Updated

A small-town judge with three wives was ordered removed from the bench by the Utah Supreme Court on Friday.

The court unanimously agreed with the findings of the state's Judicial Conduct Commission, which recommended the removal of Judge Walter Steed for violating the state's bigamy law.

Steed has served for 25 years on the Justice Court in the polygamist community of Hildale in southern Utah, where he ruled on such matters as drunken driving and domestic violence cases.

The commission last year sought his removal from the bench after a 14-month investigation determined Steed was a polygamist and had violated Utah's bigamy law. Bigamy is a third-degree felony in Utah punishable by up to five years in prison and up to $5,000 in fines.

Steed scheduled a news conference for Friday afternoon to discuss the ruling.

The initial complaint against him was filed in 2003 by Tapestry Against Polygamy, a group founded by women who had left the secretive colonies.

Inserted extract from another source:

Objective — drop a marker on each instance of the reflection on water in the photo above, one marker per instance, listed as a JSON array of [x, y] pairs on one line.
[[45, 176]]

Steed legally married his first wife in 1965, according to court documents. The second and third wives were married — or "sealed" as the Fundamentalist Church of Jesus Christ of Latter Day Saints refers to it — to him in religious ceremonies in 1975 and 1985. The three women are sisters.

Plural marriage was an original tenet of the mainline Mormon church, but the faith abandoned the practice in 1890. About 30,000 polygamists, who split from the main church into various fundamentalist sects, are believed to be living in Utah, the Southwest, Mexico and Canada.